Thank you for your frequent letters; you are the only correspondent and, I might add, the only friend I have in the world. I go nowhere, and have no acquaintance. Slow of speech and reserved of manners, no one seeks or cares for my society, and I am left alone. Austin calls only occasionally, as though it were a duty rather, and seldom stays ten minutes. Then judge how thankful I am for your letters! Do not, however, burden yourself with the correspondence. I trouble you again so soon only in obedience to your injunctions. Complaints apart, proceed we to our task. I am called away to tea,—thence must wait upon my brother; so must delay till to-morrow. Farewell!—Wednesday.

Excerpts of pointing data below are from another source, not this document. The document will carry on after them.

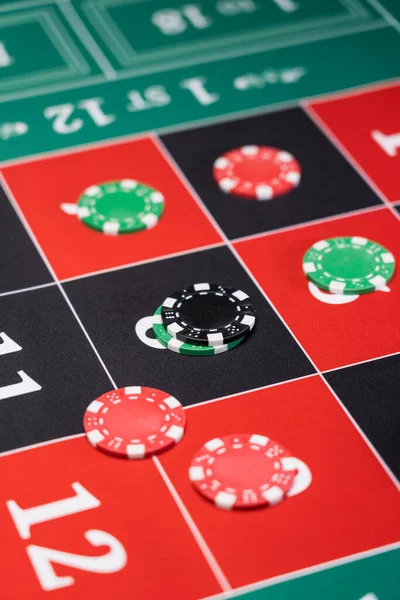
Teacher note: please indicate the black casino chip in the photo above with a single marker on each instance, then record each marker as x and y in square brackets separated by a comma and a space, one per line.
[208, 314]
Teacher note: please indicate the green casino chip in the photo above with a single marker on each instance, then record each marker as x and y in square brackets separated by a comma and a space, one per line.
[181, 347]
[348, 265]
[117, 207]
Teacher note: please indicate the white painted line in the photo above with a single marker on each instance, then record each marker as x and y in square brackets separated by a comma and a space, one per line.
[86, 38]
[327, 131]
[205, 549]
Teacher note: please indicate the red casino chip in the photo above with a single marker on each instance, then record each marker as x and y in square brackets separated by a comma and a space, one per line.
[257, 172]
[134, 422]
[242, 471]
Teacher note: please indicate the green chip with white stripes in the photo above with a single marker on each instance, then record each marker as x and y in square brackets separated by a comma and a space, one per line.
[349, 265]
[118, 207]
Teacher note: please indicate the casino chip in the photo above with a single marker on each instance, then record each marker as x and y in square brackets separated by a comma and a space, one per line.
[258, 172]
[348, 265]
[206, 314]
[175, 345]
[119, 207]
[134, 422]
[242, 471]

Thursday.—I will first notice what is new to me. Thirteenth page: "The thrilling tones that concentrate the soul" is a nervous line, and the six first lines of page 14 are very pretty, the twenty-first effusion a perfect thing. That in the manner of Spenser is very sweet, particularly at the close; the thirty-fifth effusion is most exquisite,—that line in particular, "And, tranquil, muse upon tranquillity." It is the very reflex pleasure that distinguishes the tranquillity of a thinking being from that of a shepherd,—a modern one I would be understood to mean,—a Damoetas; one that keeps other people's sheep. Certainly, Coleridge, your letter from Shurton Bars has less merit than most things in your volume; personally it may chime in best with your own feelings, and therefore you love it best. It has, however, great merit. In your fourth epistle that is an exquisite paragraph, and fancy-full, of "A stream there is which rolls in lazy flow," etc. "Murmurs sweet undersong 'mid jasmin bowers" is a sweet line, and so are the three next. The concluding simile is far-fetched; "tempest-honored" is a quaintish phrase.

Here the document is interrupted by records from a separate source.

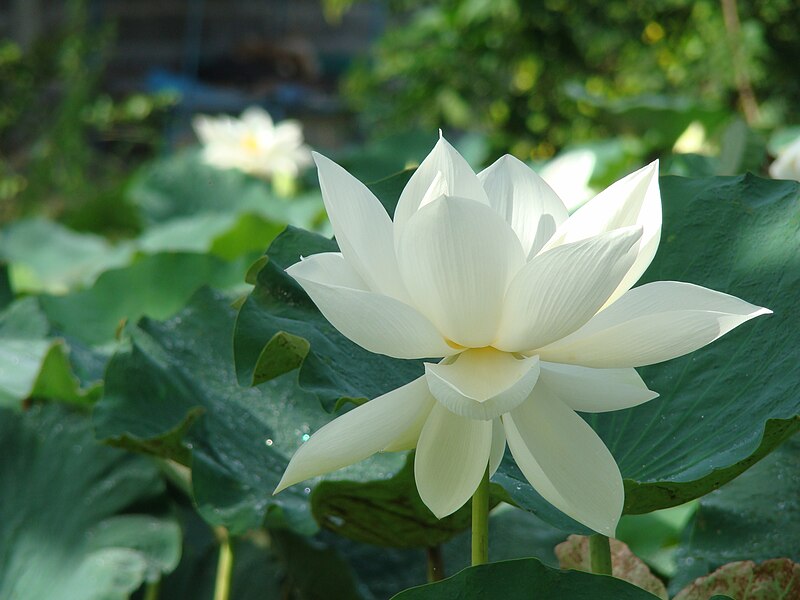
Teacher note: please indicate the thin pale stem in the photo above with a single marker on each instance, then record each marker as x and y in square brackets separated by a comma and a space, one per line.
[222, 587]
[600, 554]
[480, 521]
[435, 563]
[152, 589]
[747, 97]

Yours is a poetical family. I was much surprised and pleased to see the signature of Sara to that elegant composition, the fifth epistle. I dare not criticise the "Religious Musings;" I like not to select any part, where all is excellent. I can only admire, and thank you for it in the name of a Christian, as well as a lover of good poetry; only let me ask, is not that thought and those words in Young, "stands in the sun,"—or is it only such as Young, in one of his better moments, might have writ?
"Believe thou, O my soul,
Life is a vision shadowy of Truth;
And vice, and anguish, and the wormy grave,
Shapes of a dream!"
I thank you for these lines in the name of a necessarian, and for what follows in next paragraph, in the name of a child of fancy. After all, you cannot nor ever will write anything with which I shall be so delighted as what I have heard yourself repeat. You came to town, and I saw you at a time when your heart was yet bleeding with recent wounds. Like yourself, I was sore galled with disappointed hope; you had
"Many an holy lay
That, mourning, soothed the mourner on his way."

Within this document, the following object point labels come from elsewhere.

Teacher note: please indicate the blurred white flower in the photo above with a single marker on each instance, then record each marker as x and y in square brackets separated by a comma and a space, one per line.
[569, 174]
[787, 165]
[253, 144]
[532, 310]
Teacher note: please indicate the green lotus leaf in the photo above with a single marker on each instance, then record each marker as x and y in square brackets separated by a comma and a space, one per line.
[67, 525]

I had ears of sympathy to drink them in, and they yet vibrate pleasant on the sense. When I read in your little volume your nineteenth effusion, or the twenty-eighth or twenty-ninth, or what you call the "Sigh," I think I hear you again. I image to myself the little smoky room at the "Salutation and Cat," where we have sat together through the winter nights, beguiling the cares of life with poesy. When you left London, I felt a dismal void in my heart. I found myself cut off, at one and the same time, from two most dear to me, "How blest with ye the path could I have trod of quiet life!" In your conversation you had blended so many pleasant fancies that they cheated me of my grief; but in your absence the tide of melancholy rushed in again, and did its worst mischief by overwhelming my reason. I have recovered, but feel a stupor that makes me indifferent to the hopes and fears of this life. I sometimes wish to introduce a religious turn of mind; but habits are strong things, and my religious fervours are confined, alas! to some fleeting moments of occasional solitary devotion,
A correspondence, opening with you, has roused me a little from my lethargy and made me conscious of existence. Indulge me in it; I will not be very troublesome! At some future time I will amuse you with an account, as full as my memory will permit, of the strange turn my frenzy took. I look back upon it at times with, a gloomy kind of envy; for while it lasted, I had many, many hours of pure happiness. Dream not, Coleridge, of having tasted all the grandeur and wildness of fancy till you have gone mad! All now seems to me vapid,—comparatively so. Excuse this selfish digression. Your "Monody" [3] is so superlatively excellent that I can only wish it perfect, which I can't help feeling it is not quite. Indulge me in a few conjectures; what I am going to propose would make it more compressed and, I think, more energetic, though, I am sensible, at the expense of many beautiful lines. Let it begin, "Is this the land of song-ennobled line?" and proceed to "Otway's famished form;" then, "Thee, Chatterton," to "blaze of Seraphim;" then, "clad in Nature's rich array," to "orient day;" then, "but soon the scathing lightning," to "blighted land;" then, "sublime of thought," to "his bosom glows;" then
"But soon upon his poor unsheltered head
Did Penury her sickly mildew shed;
Ah! where are fled the charms of vernal grace,
And joy's wild gleams that lightened o'er his face."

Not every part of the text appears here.